Russell Moore

Today’s American evangelical Christianity seems to be more focused on hunting heretics internally than perhaps in any other generation. The difference, however, is that excommunications are happening not over theological views but over partisan politics or the latest social media debates.

I’ve always found it a bit disconcerting to see fellow evangelicals embrace Christian leaders who teach heretical views of the Trinity or embrace the prosperity gospel but seek exile for those who don’t vote the same way or fail to feign outrage over clickbait controversies.

But something more seems to be going on here — something involving an overall stealth secularization of conservative evangelicalism. What worries me isn’t so much that evangelical Christians can’t articulate Christian orthodoxy in a survey. It’s that, to many of them, Christian orthodoxy seems boring and irrelevant compared to claiming religious status for already-existing political, cultural, or ethnonational tribes. 

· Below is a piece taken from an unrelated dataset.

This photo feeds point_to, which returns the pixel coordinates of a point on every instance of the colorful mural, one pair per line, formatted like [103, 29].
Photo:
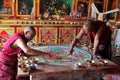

A strong and sad Amen to this. It is perfectly clear that there is a movement in America of people who call themselves evangelicals but have no properly theological commitments at all. But what’s not clear, to me anyway, is how many of them there are. Donald Trump can draw some big crowds, and those crowds often have a quasi-religious focus on him or anyway on what they believe he stands for — but those crowds are not large in the context of the entire American population. They’re very visible, because both Left and Right have reasons for wanting them to be visible, but how demographically significant are they really?  

I have similar questions about, for instance, the “national conservatism” movement. Is this actually a movement? Or is it just a few guys who follow one another on Twitter and subscribe to one another’s Substacks? 

Questions to be pursued at the School for Scale, if I can get it started.